Mientras Juan Antonio daba sus clases, trabajaba en su proyecto de investigación, discutía con sus colegas o iba a comer con ellos al Faculty Club, yo tomaba clases de botánica sistemática de la Nueva Inglaterra y hacía taxidermia de ardillas arrolladas por los autos y los pocos ratones de campo que había podido trampear. Después de haber aprendido los nombres de las plantas en flamenco primero, después en francés, luego en español, ahora tenía que ser en inglés, y además la manera local de pronunciar sus nombres en latín era de lo más extraña.

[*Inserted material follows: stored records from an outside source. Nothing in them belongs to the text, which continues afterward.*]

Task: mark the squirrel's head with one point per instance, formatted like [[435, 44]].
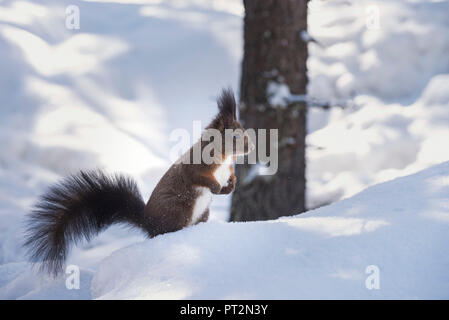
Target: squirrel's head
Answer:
[[235, 141]]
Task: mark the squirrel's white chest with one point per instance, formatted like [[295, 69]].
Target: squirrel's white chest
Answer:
[[202, 203]]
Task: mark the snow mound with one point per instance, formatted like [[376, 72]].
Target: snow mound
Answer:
[[400, 227]]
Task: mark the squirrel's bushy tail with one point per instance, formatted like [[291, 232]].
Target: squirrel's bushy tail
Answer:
[[79, 207]]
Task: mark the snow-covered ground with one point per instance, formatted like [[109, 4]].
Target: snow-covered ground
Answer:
[[388, 242], [108, 95]]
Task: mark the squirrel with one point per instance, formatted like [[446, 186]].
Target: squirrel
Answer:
[[84, 204]]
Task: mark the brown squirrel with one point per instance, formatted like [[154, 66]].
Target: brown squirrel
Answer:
[[84, 204]]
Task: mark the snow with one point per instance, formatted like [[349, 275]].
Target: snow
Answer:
[[109, 94], [390, 79], [400, 227]]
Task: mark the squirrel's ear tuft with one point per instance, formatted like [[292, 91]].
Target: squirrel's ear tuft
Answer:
[[226, 104]]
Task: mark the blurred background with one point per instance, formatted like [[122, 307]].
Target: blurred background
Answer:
[[108, 94]]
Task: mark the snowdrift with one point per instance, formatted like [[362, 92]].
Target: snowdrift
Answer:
[[400, 227]]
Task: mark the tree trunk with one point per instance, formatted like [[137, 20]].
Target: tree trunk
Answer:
[[274, 54]]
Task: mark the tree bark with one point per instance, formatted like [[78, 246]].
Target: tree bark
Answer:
[[274, 52]]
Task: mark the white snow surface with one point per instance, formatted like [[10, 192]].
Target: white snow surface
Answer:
[[108, 94]]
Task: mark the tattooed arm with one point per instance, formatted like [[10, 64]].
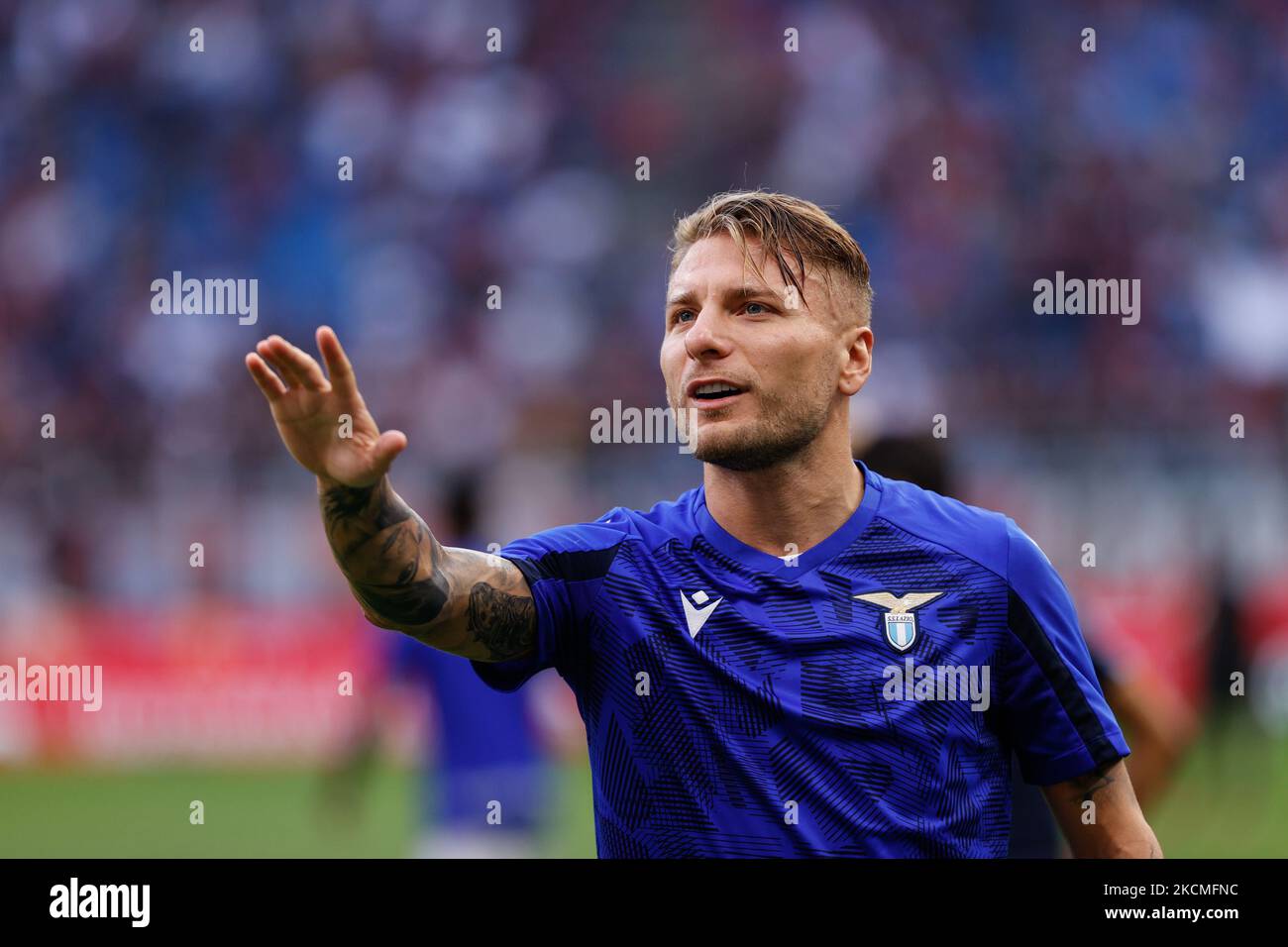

El resultado es que soy absolutamente nula en taxonomía vegetal. 

Para mi trabajo de tesis, hacía crecer plantas de tomate de diferentes variedades silvestres en unas vitrinas con control de luminosidad, temperatura y longitud del día, aíslaba y medía los componentes químicos de la hojas parcialmente comidas versus no comidas, y pesaba cada día cientos de larvas minúsculas de escarabajos del Colorado y de orugas cornudas del tabaco.
Esto fue hasta que los servicios de mantenimiento de la universidad vinieron a rociar insecticidas en todos los laboratorios porque habían encontrado unas cucarachas en el edificio. Tuvo que obtener nuevos bichos y volver a empezar una buena parte de mis experimentos.

En general los cursos eran muy interesantes y aumentaban mi entusiasmo para la profesión. La moda en este momento era que los vegetales podían sufrir de stress y, más novedoso, podían comunicarse con otras plantas de la misma especie para alertarlas, por ejemplo del ataque de un herbívoro, a consecuencia de lo cual las plantas receptoras del mensaje aumentaban sus defensas químicas. Curioso.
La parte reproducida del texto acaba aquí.